Red candy warrior? Isnt that just the red chrome? The only other red one is the red one with black interior and silver zigzag from that set I bought. I have one in great shape already and that one looks nice so if you want it, we can work a deal. I can tell you that the red chrome one from the doomsday set is a LOT more common. So much so that I actually had an extra pair of the chromies and stripped them down to make custom versions. I like mine better than any of the tyco versions and these were just quickie paint jobs. I linked up some pic links for reference:

Racing warriors set car red/silver/black:
http://hoslotcars.com/cgi-bin/****?s=l&p=ty6945r


Doomsday Duel set car: Candy/chrome red:
http://hoslotcars.com/cgi-bin/****?s=l&p=ty33575r

And my customs:


----------



## Marty (Oct 20, 1999)

grungerockjeepe said:


> I linked up some pic links for reference:
> 
> Racing warriors set car red/silver/black:
> http://hoslotcars.com/cgi-bin/****?s=l&p=ty6945r
> ...


I get a "Restricted" message from the links.

Kool Kustoms!

Marty


----------



## coach61 (Sep 6, 2004)

Marty said:


> I get a "Restricted" message from the links.
> 
> Kool Kustoms!
> 
> Marty



If you highlight the url bar and hit return the pics will come up, its to stop links to his site. But as always a easy work around....lol...

Dave


----------



## Marty (Oct 20, 1999)

coach61 said:


> If you highlight the url bar and hit return the pics will come up, its to stop links to his site. But as always a easy work around....lol...
> 
> Dave


Nope, still didn't work.
Marty


----------



## coach61 (Sep 6, 2004)

Marty said:


> Nope, still didn't work.
> Marty



Don't just hit reload, you have to highlight the whole URL bar and reload.. Mind you I use Netscape and it works maybe Exploder doesn't? Works in Firefox too.. bummer sorry it didn't work.


Dave


----------



## grungerockjeepe (Jan 8, 2007)

Thanks for the props, Marty. My camera isnt that great and I suck at photography so what ya get is fuzzy pics that dont really show the weathering I did on those. 

If you just go to hoslotcars.com you can browse the huge list, and go to the tyco listings to see those and pretty much most all slot cars made.


----------



## 22tall (Jul 28, 2002)

Instead of trying the links just go to www.hoslotcars.com put it in your favorites. It is a very useful site. Do a search for warrior. Kelly doesn't have a pic or mention the candy cars. 

The doomsday set came with chrome (paint over chrome) or candy (paint over silver paint) cars. I didn't know the candy cars existed until I got the Mattel Years update listing from Dan Esposito. The set number is the same for both.

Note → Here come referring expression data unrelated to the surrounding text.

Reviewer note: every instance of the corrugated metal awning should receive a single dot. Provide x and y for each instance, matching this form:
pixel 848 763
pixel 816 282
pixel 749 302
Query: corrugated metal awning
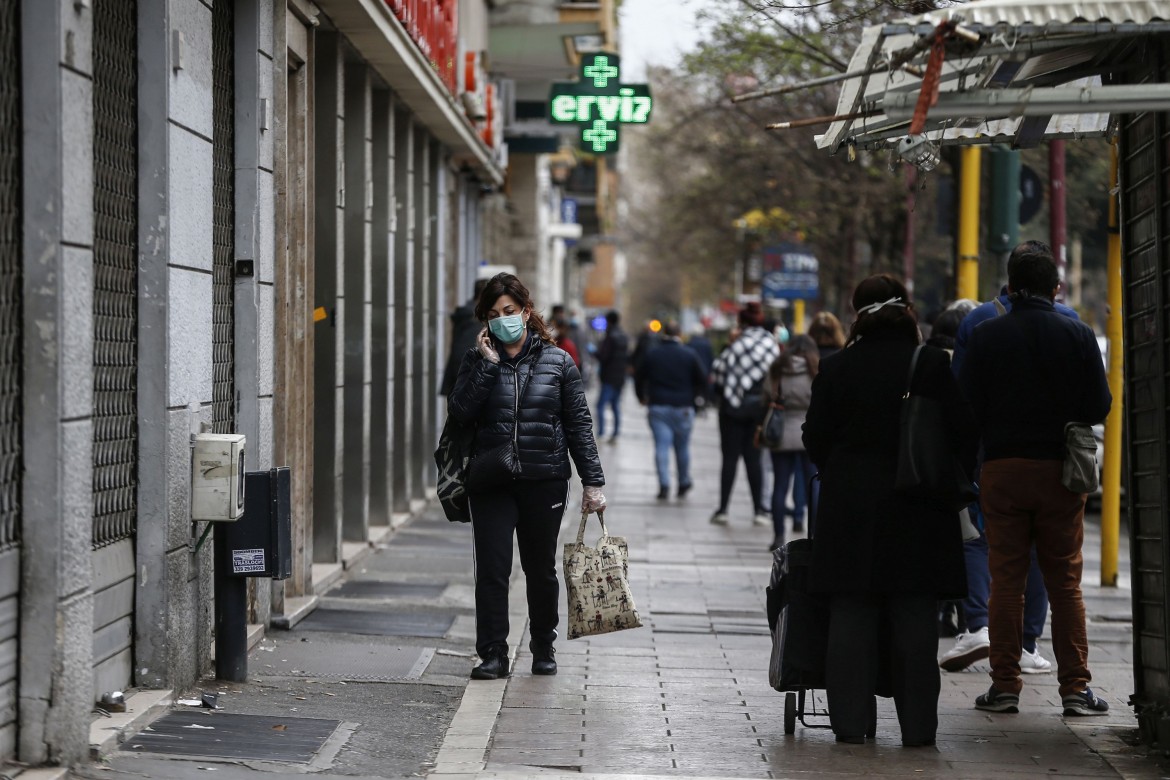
pixel 1021 71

I really have to learn how to post pics.


----------



## grungerockjeepe (Jan 8, 2007)

Well those candy cars are a new one on me. Never even seen pics or anything...


----------



## videojimmy (Jan 12, 2006)

yeah, I can;t get pics to work either... I tried all the work arounds listed here too.

oh well

question: why doesn;t somene who can access the pics, just post them here?


----------



## 22tall (Jul 28, 2002)

Just got the red candy warrior on ebay. 150258683873 The top picture does a better job of showing the color.


----------



## grungerockjeepe (Jan 8, 2007)

22tall said:


> Just got the red candy warrior on ebay. 150258683873 The top picture does a better job of showing the color.


K, I like that. More realistic than the chrome. Prolly stands up to racing, handling and crashing a lot better too.


----------